Unlike Sipán, the tombs at Dos Cabezas were unlooted and contained a
wealth of remarkable early Moche ceramics, metalwork, and jewelry.
As exciting as the artifacts is the wealth of information about early
Moche cultural, religious, and burial practices that Donnan's team was
able to bring to light in the process of their controlled scientific
excavation. Of the more than 350 Moche burials that have been examined
using archaeological methodology, only a handful have contained artifacts
of precious metal. Yet Moche goldwork is not exactly rare. A look at
any major auction catalogue of Pre-Columbian art, to take but one example,
will generally reveal a piece or two, which likely came into the market
place from the unsystematic excavation of sites sometime in the past.
Scholars, dealers, and private collectors of antiquities have long held
sharply divided opinions about the appropriate disposition of material
that is currently being offered for sale in the United States and Europe,
but few if any who truly love the field would condone practices that
lead to the further destruction of the archaeological record by clandestine
excavations.
The Society for American Archaeology (SAA), an international professional
organization of some 6,600 members, pointedly opposes all looting of
sites and the purchase and sale of looted archaeological materials.

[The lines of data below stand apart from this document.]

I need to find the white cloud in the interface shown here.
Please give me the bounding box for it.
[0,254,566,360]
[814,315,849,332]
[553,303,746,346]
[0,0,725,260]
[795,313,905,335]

The SAA recently identified what it perceives to be a serious new threat
to the world's archaeological record in the rapid expansion of marketing
on the Internet. In July of last year Keith Kintigh, then president
of SAA, sent a letter to amazon.com requesting that it put an end to
the sale of archaeological materials on its online auction site.
The text of his well-reasoned letter can be found at www.saa.org/Goverment/amazon.html.
Similar letters were sent to eBay and other major internet auction
sites. Kintigh's fear was that the vastly increased exposure of such
material on the Internet would lead to vastly increased demand and thus
an increase in looting activities. He notes that "the Internet sale
of antiquities has noticeably exacerbated the already-severe problems
created by the market for antiquities." According to Donald Craib, counsel
for SAA, the two largest online auction sites, amazon and eBay, had
not responded to Kintigh's request at the time this column was composed.
Both sites have policies forbidding the sale of items prohibited by
applicable law, but in this case a more active stance is called for.
Both identify categories of objects forbidden to be offered, and-to
the degree to which it is possible-sales featuring these items are deleted.
These include firearms, alcohol, stolen property, tobacco (in the case
of eBay), and pornography (in the case of amazon). "Artifacts" are currently
relegated by eBay to a category called "Questionable," a place it shares
with "Used Clothing" and "Batteries." Amazon does not appear to address
the issue as specifically. It should be noted the policies defining
these standards are not particularly easy to find on either site, although
the "Antiquities" section of eBay (3,590 items when sampled at the time
of writing) and the "Ancient World" section of amazon (1,750 items)
are readily accessible. We urge these and other online sales organizations
to respond to Kintigh's concerns by placing tighter controls on the
antiquities that are offered on their sites. While we believe that cultural
benefits exist as a result of the market for antiquities, we can only
concur with the SAA that putting such objects forth in the largely unregulated
forum that is the Internet can only result in further destruction of
the already fragile record of ancient human history.